The strength was in the part of the business the company controls
Total sales were roughly flat at $570 million, but the mix mattered. Written sales at company-owned La-Z-Boy stores grew 11%, helped by acquired and newly opened locations, while the Joybird online business dragged on delivered volume. Adjusted operating margin expanded to 9.9% from 9.4% a year ago. For a furniture maker selling into a soft housing market, holding the top line flat while widening margins is the kind of result that separates a well-run retailer from a cyclical victim.
It was not entirely clean. Adjusted earnings included a $0.16 benefit from favorable one-time tax items. Strip that out and the company still earned about $1.10 a share, comfortably ahead of the estimate. The quarter also closed out a year in which management divested its casegoods unit and finished a string of strategic moves, so the comparisons carry some moving parts.
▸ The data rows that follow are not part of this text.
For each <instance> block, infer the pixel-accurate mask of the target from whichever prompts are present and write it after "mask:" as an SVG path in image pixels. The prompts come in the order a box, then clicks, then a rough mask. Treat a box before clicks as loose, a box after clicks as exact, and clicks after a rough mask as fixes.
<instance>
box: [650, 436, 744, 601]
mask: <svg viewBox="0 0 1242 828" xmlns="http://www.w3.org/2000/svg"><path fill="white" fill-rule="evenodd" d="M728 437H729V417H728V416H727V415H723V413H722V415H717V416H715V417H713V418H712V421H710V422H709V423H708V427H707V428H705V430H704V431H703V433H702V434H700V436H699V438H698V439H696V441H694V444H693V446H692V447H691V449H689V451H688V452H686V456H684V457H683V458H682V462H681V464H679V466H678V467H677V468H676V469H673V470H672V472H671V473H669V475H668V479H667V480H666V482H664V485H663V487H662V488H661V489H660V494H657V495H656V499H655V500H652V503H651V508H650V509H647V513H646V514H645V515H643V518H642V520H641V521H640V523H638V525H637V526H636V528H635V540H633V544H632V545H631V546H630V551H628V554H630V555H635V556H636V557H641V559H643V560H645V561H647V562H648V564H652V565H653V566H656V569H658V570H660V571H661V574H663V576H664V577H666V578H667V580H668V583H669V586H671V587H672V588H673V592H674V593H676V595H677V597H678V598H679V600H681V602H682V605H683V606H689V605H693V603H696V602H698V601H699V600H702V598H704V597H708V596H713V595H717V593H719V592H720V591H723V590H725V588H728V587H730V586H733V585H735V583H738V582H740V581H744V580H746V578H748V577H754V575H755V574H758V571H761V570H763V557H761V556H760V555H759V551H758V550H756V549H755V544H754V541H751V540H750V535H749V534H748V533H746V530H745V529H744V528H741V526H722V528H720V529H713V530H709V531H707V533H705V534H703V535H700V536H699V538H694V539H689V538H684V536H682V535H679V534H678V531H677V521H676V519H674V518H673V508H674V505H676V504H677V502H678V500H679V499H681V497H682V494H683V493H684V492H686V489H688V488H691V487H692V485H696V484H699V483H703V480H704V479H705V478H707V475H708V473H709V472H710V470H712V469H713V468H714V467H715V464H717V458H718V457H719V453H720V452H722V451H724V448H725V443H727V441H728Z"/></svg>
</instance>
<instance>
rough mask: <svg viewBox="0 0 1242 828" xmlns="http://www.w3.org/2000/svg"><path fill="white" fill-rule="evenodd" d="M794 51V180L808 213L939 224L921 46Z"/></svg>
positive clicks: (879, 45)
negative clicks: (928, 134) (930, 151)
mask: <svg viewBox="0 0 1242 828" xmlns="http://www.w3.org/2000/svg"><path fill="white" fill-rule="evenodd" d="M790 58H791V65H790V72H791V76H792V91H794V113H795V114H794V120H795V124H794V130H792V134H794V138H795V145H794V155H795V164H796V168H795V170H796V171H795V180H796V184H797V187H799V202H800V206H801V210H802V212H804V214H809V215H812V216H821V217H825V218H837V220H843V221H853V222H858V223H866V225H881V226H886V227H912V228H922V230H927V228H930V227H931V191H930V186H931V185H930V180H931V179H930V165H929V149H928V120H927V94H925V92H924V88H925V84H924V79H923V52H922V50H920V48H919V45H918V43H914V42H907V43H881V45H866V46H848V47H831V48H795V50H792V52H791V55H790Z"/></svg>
Why the gap between the tape and the results matters
The market treated La-Z-Boy as a pure bet on new houses. The company is something different. A large slice of revenue now comes through its own retail stores, which gives it more control over pricing and promotion than a wholesaler that lives and dies by housing turnover. That distinction is exactly what the 7% selloff ignored and the after-hours move repriced.
The valuation reflects the doubt that built up before the print. La-Z-Boy carries a market value near $1.4 billion, small enough that a single earnings surprise can move the stock double digits in a session. It also pays a quarterly dividend of about 24 cents a share, a reminder that this is a cash-generating business and not a turnaround story. The company reported sales growth across all segments for the full year and strong operating cash flow.
What to listen for on the call
Management hosts its earnings call Wednesday morning, hours before the Federal Reserve announces its rate decision. Two things are worth tracking. The first is any guidance for the new fiscal year, since the housing data suggests demand stays soft into the back half. The second is the plan for Joybird, the direct-to-consumer arm that has been the weak link while the physical stores carry the company.
Lower rates would help. Cheaper mortgages eventually pull buyers back into homes, and furniture follows. With the Fed deciding tomorrow and housing already at a six-year low, La-Z-Boy just showed it can grow its store base and protect margins without that tailwind. If it arrives, the setup looks better, not worse.